George stared at the doctor in shocked dismay. “That’s what’s been happening to me?” he asked.
“That’s what’s been happening to you, Mr. Belk.”
“But,” George cried, outraged, “this has been going on for years!”
“Evidently.”
“What can I do to stop it? You said—”
“I indicated that your problem could be solved, Mr. Belk,” said Dr. Gordon. “And indeed it will be. You see, this situation is so fraught with unethical possibilities that an organization exists which is dedicated to policing the transfer of subjective time among individuals. Such
transactions may be quite legitimate. As I explained, a good many people have more time than they know what to do with, they have surplus time which is a nuisance to them. People who need additional time are allowed to draw it from such individuals, providing suitable compensation is made. Since our organization operates with as much secrecy as possible, the donor frequently doesn’t know there has been a transaction.

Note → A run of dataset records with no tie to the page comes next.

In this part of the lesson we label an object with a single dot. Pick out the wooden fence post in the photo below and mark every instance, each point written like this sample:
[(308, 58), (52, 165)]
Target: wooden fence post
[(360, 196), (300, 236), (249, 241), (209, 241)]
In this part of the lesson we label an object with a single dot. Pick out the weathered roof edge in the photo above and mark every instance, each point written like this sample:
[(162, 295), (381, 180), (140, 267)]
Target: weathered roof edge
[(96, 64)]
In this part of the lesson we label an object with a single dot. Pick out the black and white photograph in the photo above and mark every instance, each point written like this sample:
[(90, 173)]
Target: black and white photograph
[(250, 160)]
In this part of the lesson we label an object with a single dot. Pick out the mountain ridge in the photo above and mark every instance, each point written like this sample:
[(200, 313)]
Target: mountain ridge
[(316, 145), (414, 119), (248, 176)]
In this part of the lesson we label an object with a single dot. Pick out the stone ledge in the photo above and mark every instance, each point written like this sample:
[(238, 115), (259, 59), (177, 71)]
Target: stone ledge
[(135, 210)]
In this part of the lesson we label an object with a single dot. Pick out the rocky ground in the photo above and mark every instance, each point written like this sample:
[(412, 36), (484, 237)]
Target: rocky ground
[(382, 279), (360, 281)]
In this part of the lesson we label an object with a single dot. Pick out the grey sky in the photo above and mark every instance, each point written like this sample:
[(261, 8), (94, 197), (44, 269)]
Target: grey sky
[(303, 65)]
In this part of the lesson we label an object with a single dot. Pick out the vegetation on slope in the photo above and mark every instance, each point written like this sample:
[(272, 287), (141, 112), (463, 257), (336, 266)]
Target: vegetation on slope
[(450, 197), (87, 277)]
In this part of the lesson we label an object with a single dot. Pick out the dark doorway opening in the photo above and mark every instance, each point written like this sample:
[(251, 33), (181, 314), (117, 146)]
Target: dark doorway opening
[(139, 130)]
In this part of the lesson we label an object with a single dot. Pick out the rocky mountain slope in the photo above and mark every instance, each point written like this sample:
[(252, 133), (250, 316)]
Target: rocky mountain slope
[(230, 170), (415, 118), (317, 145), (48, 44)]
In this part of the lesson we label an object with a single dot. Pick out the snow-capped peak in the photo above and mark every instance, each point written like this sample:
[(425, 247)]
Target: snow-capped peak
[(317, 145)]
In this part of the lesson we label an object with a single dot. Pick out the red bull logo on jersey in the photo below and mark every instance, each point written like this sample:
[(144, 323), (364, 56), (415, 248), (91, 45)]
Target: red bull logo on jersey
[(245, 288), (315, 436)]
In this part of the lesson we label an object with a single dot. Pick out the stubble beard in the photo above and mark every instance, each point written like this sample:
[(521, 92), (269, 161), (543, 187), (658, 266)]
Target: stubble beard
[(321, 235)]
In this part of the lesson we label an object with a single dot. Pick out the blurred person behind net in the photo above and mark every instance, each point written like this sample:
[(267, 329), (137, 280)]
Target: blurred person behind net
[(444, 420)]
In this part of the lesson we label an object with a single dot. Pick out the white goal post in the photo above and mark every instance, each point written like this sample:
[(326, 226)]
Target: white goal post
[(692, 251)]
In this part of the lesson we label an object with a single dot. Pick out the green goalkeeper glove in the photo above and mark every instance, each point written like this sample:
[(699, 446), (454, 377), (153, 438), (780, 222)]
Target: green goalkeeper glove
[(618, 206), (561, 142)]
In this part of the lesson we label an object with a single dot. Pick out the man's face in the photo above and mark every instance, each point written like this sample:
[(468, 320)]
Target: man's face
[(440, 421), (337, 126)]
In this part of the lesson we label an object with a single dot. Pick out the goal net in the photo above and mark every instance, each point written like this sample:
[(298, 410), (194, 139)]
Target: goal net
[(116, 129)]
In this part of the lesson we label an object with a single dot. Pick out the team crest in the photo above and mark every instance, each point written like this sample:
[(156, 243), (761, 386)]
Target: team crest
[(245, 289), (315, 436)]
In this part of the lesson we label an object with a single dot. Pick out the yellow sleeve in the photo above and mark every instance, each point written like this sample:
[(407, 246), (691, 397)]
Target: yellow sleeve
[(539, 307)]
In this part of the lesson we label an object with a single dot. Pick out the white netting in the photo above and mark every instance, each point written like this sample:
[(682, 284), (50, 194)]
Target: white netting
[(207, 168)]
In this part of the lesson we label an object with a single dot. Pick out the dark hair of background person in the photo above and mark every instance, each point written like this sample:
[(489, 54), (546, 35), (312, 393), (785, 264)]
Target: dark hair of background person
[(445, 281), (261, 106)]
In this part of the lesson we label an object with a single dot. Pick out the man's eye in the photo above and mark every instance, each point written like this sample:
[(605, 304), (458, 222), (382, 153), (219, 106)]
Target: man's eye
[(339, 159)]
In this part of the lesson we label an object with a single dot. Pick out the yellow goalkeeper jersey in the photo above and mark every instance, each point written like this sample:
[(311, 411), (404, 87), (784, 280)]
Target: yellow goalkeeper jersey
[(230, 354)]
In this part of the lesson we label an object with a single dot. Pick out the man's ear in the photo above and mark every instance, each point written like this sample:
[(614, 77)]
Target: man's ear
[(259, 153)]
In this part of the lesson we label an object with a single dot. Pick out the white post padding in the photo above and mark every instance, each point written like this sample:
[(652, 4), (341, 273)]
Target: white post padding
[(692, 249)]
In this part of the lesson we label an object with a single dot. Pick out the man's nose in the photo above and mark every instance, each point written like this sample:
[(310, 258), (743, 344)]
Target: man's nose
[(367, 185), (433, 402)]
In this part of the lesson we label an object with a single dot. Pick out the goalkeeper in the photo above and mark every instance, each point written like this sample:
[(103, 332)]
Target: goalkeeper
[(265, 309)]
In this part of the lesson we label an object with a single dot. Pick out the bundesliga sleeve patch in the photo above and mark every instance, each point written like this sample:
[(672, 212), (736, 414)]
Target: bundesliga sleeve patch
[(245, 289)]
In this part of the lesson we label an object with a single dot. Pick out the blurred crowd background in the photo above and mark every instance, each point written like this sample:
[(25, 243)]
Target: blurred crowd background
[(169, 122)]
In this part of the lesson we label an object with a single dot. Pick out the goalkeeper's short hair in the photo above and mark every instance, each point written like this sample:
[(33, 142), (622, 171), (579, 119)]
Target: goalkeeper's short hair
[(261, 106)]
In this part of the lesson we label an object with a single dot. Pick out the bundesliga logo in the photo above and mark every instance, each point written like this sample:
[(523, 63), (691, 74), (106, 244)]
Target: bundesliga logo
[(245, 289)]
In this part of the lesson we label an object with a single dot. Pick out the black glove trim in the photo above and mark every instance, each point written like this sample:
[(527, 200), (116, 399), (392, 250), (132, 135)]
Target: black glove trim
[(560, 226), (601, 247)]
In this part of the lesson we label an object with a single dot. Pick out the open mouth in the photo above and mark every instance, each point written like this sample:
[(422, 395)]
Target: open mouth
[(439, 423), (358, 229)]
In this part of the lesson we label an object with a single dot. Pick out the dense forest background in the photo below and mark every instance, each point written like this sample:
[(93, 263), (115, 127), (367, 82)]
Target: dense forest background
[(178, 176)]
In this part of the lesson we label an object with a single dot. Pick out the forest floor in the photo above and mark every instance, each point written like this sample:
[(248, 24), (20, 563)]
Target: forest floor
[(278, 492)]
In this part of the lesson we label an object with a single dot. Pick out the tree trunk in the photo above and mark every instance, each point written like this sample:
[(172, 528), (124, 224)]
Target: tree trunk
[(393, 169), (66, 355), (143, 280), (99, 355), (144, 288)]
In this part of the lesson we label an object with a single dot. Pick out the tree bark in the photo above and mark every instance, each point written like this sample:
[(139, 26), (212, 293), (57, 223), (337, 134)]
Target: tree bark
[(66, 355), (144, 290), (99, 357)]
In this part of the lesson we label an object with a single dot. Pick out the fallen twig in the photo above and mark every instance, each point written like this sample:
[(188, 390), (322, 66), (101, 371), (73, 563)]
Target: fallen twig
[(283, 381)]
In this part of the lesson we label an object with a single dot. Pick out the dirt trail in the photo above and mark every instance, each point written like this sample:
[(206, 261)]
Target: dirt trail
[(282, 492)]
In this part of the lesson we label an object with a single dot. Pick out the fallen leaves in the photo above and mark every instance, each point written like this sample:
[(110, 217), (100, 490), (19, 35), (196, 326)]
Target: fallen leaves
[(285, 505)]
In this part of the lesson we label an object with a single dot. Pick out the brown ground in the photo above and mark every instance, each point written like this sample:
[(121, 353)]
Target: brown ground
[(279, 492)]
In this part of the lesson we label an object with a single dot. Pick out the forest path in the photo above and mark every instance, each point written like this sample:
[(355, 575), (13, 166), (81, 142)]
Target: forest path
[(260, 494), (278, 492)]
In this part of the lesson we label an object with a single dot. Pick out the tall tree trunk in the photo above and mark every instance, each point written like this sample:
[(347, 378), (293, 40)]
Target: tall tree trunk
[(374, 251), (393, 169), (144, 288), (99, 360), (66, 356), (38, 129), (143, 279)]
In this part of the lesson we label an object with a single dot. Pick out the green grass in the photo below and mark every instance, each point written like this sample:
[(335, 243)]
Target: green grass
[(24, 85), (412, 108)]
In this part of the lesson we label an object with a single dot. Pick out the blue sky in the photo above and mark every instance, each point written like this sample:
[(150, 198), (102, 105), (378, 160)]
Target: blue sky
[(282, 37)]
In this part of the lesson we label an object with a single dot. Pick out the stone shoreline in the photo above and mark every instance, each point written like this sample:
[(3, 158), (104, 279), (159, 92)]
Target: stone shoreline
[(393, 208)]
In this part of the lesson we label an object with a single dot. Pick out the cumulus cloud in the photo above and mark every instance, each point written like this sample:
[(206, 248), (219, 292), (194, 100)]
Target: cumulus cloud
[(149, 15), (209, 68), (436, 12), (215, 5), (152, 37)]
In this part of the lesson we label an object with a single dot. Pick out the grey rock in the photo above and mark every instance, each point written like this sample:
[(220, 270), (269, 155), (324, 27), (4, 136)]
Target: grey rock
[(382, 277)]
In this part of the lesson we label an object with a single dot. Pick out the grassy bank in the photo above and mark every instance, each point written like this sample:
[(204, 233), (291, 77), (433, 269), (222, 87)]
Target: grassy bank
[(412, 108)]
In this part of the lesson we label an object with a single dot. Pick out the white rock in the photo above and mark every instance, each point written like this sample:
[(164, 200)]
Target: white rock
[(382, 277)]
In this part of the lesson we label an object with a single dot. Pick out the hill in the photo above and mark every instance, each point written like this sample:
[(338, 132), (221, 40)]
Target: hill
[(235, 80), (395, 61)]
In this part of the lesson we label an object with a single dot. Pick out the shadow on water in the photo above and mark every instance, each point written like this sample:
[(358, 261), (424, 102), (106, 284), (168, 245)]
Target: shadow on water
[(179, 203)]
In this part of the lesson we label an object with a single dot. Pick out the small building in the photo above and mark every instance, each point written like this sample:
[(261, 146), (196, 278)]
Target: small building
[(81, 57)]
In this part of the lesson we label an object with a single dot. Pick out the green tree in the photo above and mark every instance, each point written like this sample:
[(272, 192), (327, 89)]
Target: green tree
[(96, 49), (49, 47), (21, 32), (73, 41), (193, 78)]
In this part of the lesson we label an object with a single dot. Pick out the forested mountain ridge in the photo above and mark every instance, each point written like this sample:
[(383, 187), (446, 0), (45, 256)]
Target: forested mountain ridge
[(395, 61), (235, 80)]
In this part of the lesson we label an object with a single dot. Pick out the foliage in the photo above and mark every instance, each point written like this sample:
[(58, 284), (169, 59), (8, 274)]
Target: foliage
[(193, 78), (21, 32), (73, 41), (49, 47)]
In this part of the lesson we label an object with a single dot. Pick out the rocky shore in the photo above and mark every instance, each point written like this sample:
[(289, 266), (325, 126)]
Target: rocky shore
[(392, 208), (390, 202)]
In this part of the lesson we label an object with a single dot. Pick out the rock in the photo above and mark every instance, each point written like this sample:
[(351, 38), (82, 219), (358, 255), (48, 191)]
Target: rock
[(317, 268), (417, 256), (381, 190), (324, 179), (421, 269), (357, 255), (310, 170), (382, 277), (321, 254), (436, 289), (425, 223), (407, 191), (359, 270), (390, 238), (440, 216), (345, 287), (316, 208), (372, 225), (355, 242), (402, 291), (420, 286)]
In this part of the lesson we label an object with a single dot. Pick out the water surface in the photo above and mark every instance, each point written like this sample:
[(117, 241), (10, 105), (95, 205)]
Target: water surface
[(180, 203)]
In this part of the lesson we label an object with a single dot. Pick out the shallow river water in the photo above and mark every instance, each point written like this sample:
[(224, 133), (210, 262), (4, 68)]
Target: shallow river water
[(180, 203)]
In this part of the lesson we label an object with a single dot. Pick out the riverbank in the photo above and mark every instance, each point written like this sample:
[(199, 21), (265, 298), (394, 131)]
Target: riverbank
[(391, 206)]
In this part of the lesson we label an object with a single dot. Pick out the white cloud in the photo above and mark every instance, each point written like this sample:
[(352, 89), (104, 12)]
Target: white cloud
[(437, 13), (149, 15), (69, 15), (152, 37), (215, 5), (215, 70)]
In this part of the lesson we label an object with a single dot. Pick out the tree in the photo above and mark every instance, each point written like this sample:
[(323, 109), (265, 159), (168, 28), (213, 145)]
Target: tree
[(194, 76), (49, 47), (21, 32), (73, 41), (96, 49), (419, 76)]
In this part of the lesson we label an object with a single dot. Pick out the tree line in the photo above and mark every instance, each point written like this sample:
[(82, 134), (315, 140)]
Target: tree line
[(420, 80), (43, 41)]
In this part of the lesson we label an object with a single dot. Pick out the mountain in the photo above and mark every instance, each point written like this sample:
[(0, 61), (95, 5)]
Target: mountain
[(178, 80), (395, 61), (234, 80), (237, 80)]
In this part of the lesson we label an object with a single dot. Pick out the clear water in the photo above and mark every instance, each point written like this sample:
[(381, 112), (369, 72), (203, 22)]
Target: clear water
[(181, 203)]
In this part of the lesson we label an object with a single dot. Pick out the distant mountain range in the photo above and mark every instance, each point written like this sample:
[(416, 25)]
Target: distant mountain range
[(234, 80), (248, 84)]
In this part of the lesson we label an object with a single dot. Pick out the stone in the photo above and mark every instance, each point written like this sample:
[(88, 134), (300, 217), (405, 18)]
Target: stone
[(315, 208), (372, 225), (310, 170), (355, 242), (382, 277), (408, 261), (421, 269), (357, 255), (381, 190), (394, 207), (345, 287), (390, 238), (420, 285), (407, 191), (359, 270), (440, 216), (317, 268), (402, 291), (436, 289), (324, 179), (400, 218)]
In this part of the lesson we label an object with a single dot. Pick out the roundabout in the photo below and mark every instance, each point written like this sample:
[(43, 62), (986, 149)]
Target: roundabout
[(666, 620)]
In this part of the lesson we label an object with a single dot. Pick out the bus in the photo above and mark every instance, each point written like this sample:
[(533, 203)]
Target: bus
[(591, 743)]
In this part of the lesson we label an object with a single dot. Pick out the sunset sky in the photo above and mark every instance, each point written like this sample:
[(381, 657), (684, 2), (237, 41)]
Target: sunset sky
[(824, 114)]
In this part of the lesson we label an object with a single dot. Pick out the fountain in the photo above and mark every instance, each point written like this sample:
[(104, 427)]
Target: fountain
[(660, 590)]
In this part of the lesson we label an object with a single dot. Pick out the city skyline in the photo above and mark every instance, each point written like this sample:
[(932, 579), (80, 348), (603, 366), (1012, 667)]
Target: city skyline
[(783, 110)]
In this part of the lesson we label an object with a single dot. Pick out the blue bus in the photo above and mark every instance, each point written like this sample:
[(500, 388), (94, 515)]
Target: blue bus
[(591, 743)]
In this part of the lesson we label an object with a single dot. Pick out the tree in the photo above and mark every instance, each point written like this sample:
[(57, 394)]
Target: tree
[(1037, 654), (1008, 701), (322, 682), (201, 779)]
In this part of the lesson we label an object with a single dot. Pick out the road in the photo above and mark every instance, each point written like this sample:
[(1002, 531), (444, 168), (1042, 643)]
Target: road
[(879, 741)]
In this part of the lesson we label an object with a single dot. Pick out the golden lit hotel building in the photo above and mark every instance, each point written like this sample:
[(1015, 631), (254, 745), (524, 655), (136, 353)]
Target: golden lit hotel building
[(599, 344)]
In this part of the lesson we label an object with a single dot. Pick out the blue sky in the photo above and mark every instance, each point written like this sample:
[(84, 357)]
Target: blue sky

But always he must be compensated. An unexpected stroke of good fortune comes his way; he may find a better job, more suitable to his unenergetic nature, suddenly open to him, and so forth. Both parties have benefited.”
“But why the secrecy?” George asked. “If everybody knew—”
“If everybody were aware of this, Mr. Belk, the situation might get completely out of hand. As I said, the process of extracting time particles from somebody else is very simple, once it is understood. We want no more people to know about it than we can help.”
“I see.” George hesitated. “Then you—this organization—will keep whoever has been stealing my time from doing it again?”
Dr. Gordon smiled. “We can do better than that. Much better. The drainometer recordings indicate that at various periods during the past two days as much as nine out of ten of your time particles have been surreptitiously diverted. This is a blatant crime. The fact that you are, as I previously indicated, inherently somewhat careless with your time has made you an easy victim. But now compensation must be made by those who took advantage of this. When you leave here, you will carry another instrument with you. The next attempt to tap the flow of your time particles will give us a direct line to the perpetrator. In all likelihood we shall find then that you have been preyed upon not by one individual but by a criminal gang.”
“A gang?” George repeated.
“Exactly. As I pointed out, Mr. Belk, time is a commodity. It has value. For some it has great value. Among such people there always will be a number who do not care whether the commodity they want can be obtained legally or ethically, provided only they get it. And there always will be criminal elements willing to supply the commodity for a price. We’re constantly on the lookout for indications of such a situation.”